When the mind feeds on truth, it can do so in three ways: subjectively, objectively, and divinely. Subjective feeding on truth is akin to auto-cannibalism, if there is even such a thing. The person is the sole source, judge, and consumer of truth—with truth being a generation of the self. Of course, this is problematic, as it would only be a matter of time before the whole self is consumed and obliterated. Postmodernists and relativists really don't live out their subjectivity consistently. How can they if they are to survive?

Secondly, there is the objective feeding on truth. This is the mind making judgments on the outside world based on how and what it actually is, regardless of personal convenience. It sees that the various objects extrinsic to itself have independent existence and that the act of knowing is the recognition of this and the various properties that make existence possible. This is at the root of factual learning.

If the assimilation of food alters its structure as it becomes absorbed into the body, the subjective approach to truth actually erodes and degrades the self, while the objective approach adds information to the mind's body of knowledge without effecting changes to the nature of the soul.
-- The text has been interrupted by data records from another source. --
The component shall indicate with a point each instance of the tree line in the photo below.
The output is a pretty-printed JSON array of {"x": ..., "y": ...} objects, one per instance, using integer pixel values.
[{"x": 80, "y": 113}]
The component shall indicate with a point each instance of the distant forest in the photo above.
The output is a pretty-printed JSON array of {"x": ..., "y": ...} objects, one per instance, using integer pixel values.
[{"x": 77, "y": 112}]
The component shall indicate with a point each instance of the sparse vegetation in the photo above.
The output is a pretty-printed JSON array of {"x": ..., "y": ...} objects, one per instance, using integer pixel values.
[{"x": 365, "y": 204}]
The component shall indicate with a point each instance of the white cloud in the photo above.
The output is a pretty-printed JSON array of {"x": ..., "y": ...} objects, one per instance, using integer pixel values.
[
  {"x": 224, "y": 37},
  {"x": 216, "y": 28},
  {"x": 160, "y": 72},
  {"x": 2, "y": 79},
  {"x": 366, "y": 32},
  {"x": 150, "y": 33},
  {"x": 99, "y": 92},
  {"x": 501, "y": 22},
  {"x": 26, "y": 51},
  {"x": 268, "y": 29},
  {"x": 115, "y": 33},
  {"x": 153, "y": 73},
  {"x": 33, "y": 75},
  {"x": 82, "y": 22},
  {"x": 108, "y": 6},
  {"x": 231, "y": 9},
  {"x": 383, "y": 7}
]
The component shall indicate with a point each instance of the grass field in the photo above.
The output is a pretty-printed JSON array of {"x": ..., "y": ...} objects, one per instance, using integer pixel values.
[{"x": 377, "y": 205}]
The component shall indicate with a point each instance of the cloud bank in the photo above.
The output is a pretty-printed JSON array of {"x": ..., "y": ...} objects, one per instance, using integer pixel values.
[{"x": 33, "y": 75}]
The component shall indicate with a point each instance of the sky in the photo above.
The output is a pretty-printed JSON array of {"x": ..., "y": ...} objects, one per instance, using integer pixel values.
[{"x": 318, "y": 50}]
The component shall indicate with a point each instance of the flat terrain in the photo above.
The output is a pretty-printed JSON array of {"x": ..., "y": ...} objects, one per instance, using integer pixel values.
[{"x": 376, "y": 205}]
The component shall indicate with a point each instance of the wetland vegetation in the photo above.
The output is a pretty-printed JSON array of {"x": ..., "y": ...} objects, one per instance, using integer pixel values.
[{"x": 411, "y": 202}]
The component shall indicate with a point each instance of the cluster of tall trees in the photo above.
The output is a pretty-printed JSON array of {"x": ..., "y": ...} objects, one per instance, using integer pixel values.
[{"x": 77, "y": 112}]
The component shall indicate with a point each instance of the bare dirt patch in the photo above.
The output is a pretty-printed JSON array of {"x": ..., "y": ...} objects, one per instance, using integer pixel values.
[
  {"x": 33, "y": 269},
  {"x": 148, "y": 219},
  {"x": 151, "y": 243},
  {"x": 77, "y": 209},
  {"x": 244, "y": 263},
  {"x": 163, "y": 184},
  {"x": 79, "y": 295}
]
The third approach to truth, feeding on the divine, does precisely that—it leaves the soul, the total person, changed to the core. This is at the heart of the Lord Jesus Christ's declaration that "Man shall not live by bread alone, but by every word that comes from the mouth of God" (Matt. 4:4). Everything inferior to man that comes into him is either transformed, is destructive of him, or leaves no remarkable residue. Only as man enters into God's truth is he radically altered, the finite embraced by the infinite, coming out of the transaction not as the same Dick, Harry, Jane, Sue or Warren—but more Christlike.

These divine transactions, the feeding on divine truth, come through the preaching of the Word, the administration of the Sacraments, corporate and private prayer, the ardent study of Scripture, and fellowship among the brethren. They are mediated—as would be the necessary case when the infinite engages the finite—through the church.